18 Nisan 2022 Pazartesi

 

İÇTENLİKLE KULAK VER, SAĞ DUYUNLA, YÜREĞİNE .........!

 

 

 

Değil hayatla, dünyayla, el-alemle, kendinle bile hoş değilse aran, limoniyse havan ......

Sıkça efkar basmalardaysa, gönlünü, hey heyliysen durmadan ....

Aynaların bile, doğruyu söylemediğini düşünmekten, kendini alamıyorsan ...

En önemlisi ve önceliklisi, inançların bile ipi kırıp, deli keçiler misali kaçıp-gitmişse, dönmemecesine .......!

Ne sığınacak liman, ne dalda-dulda yada saçak altı bulamıyor yada bulduğun bile, seni korumak yerine ...

Ya ele veriyor yada yağmurda sudan çıkmış fareye döndürüyorsa ......!
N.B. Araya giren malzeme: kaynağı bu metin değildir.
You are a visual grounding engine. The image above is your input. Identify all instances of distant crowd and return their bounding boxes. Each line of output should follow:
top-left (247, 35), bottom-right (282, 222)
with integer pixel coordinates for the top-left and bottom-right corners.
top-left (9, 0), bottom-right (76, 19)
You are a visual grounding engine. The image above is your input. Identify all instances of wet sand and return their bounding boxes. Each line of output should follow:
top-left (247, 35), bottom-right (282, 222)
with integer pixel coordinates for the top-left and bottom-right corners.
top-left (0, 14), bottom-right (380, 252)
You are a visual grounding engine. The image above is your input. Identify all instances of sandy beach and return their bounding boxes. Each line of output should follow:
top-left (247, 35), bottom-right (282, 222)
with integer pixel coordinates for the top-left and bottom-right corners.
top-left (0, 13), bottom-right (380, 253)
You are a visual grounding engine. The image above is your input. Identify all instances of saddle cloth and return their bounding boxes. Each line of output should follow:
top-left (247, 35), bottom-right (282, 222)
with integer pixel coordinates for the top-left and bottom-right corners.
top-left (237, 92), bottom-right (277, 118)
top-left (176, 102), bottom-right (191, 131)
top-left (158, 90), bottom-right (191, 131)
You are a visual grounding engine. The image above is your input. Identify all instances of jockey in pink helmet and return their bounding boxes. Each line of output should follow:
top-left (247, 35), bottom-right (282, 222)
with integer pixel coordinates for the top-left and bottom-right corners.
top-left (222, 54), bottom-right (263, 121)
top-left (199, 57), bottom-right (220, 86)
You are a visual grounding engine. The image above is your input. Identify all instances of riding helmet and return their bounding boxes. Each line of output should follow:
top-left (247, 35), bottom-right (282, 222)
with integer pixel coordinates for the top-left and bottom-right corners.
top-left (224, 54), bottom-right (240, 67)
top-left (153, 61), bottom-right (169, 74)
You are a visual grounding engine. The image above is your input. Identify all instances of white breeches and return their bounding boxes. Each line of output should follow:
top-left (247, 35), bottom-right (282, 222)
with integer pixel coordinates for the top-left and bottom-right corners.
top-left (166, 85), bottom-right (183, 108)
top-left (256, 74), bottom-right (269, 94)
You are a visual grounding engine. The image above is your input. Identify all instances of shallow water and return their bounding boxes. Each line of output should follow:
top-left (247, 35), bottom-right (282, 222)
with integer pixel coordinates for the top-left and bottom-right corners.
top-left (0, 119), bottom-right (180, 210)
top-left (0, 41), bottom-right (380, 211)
Tıpkı, saçak altlarına sığamadığın gibi, dünyaya da , kendine de sığamıyorsan ...

Hasılı, hep ama hep, bir dargın, bir barışıksan .......!

Ya züğürtsündür, bencileyin ......!

Ya, olmazına beşik sallıyan uçarıya gönül verip, kaptırmışsındır yüreğini .....

Gönül denen hınazanın, ota'da, boka'da konuvermişliğinde .....!

Yok, eğer her ikisi de değilse ....

Bilesin ki, arayansındır, belanı  değilse, Mevlaya da, itibar etmemişliğinde kendini .......!

Ne der ,eskiler ?

'' - Arayan bulur mevlasını da, belasını da ... ''

Bu hesap, kala, kala halinle, durumun .......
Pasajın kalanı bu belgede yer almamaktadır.